Cherish the things that matter.


I spent the weekend painting a mural for a 10 yr. old boy who is probably the biggest Dukes of Hazard fan alive.

While I was in their home working, I was also listening.

The family I painted for has it all. Not worldly, “ALL” but the “ALL” that matters the most.

They love and cherish each other, deeply, and it shows in the attitudes of the two children in that home. They are confident, respectful, happy children. My experience with that family this weekend inspired me to write todays blog about the things in life that deserve our time and attention.  Our family!

I will start the blog with a quote from Sue Atkins, she is the author of “Raising Happy Children”. She is one of my favorite gurus so I want to share her with all of you.   Sue says in her book,

“Paint more rainbows, buy more earrings and kick more footballs in the garden, and learn to cherish, nurture and embrace your children, as you are building   bridges of unconditional love and lasting self-esteem deep within them.”   

 I just love the simple wisdom in that quote. Imagine if we would just take the time to be present in the second by second moments of life. How rich and passionate we would be.

I am a single mother of 4 amazing kids myself.

I work 2 jobs to support our family. There are times when I will be working without a day off for 30 or more days at a time. When I am asked how I have the strength to work that much, and still find a way to spend time just to sit and read or color with my kids, the answer for me is simple;

My kids are my life.

Therefore, they are my number 1 priority. Every thought, every action in my life runs through the filter of how this thought or action will affect them. This keeps my heart centered on the right things done for the right reason. In a way, my kids are my conscience.

For me, it’s all about people and relationships and in particular it’s about the relationships we have within our own families – with our kids, our partners, and our own parents.

Family life is the most important aspect of our true well-being – and so is the really important job of bringing up happy, confident, well-balanced adults – today’s children. For soon they will become tomorrow’s future.

For all children and for most adults, family life is the most important thing in life.

It gives meaning to our lives. Our home should be a place of safety, security, support, laughter, and a feeling of belonging.

You only have to ask yourself – who was there to pick you up from a late night party, give you a bit of “extra” money when you’d run out, or sorted things out when you got into trouble or made mistakes?
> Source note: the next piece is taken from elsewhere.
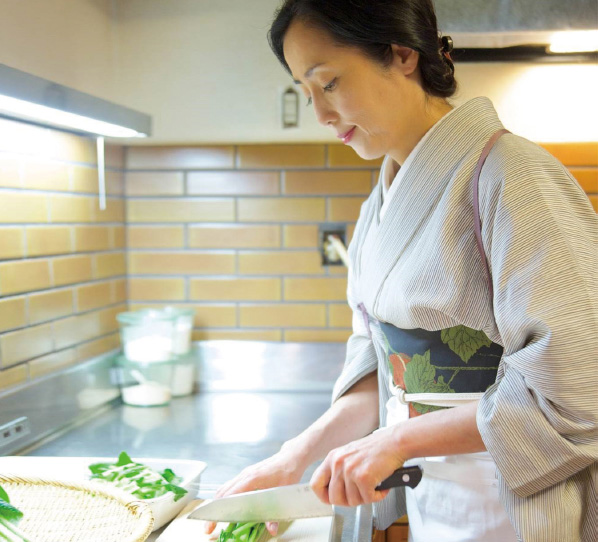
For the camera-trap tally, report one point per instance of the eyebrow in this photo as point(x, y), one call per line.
point(308, 72)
Or who was there to get you over a broken heart, a messy divorce, or there encouraging you on the sidelines on a frozen cold January morning when you were playing football?

Who taught you to ride a bike, go hunting, or drive a car?

And who is always there believing in you and encouraging you when life is overwhelming and challenging?

Your family.

Your family is your rock in a very fast-paced, hectic world of change – it’s your anchor in the stormy seas and choppy waters of growing up.

And that’s why for me it’s so important.

It’s from this centre that children thrive and go on to believe in their dreams and make a success of their lives – whatever that means for them.

I always tell my children that the only thing I expect them to grow up and be is Happy, and responsible.  I also tell them that whatever career they choose, whatever partner they marry, give them both all of you, hold nothing back. Be the best at whatever you do.

True happiness in life can only be achieved when you grasp the importance of responsibility.

Without that understanding, you cannot be a good friend, lover, employee, or even a good human being.

I give my children a lot of responsibility around our house. I am often asked how I am able to maintain such a tidy home. I smile and answer, “Because my children know that I am not Cinderella”

They are responsible for their own messes.

If they cook something- they clean up the mess.

When they bath- they clean up their mess.

Their room is their domain, and they do NOT get paid an allowance to keep that part of the house clean.

I pay only for extra jobs that are not messes of their creation. 🙂

In this way, I am shaping the kind of adults they will eventually become. It is my hope and prayer that when my four kids leave my home, they will be prepared to live life as  respectable members of our society. The kind of people who can be trusted, and are loved deeply by the people in their lives.

So, today, I want to pose the question to all of you,

What do you do as a parent, or a child to contribute to the wellbeing of your family?”

We are all so busy, and life is so full of distractions, that I would like to open up a discussion where we can share tips or thoughts to assist each other in the joys of parenting.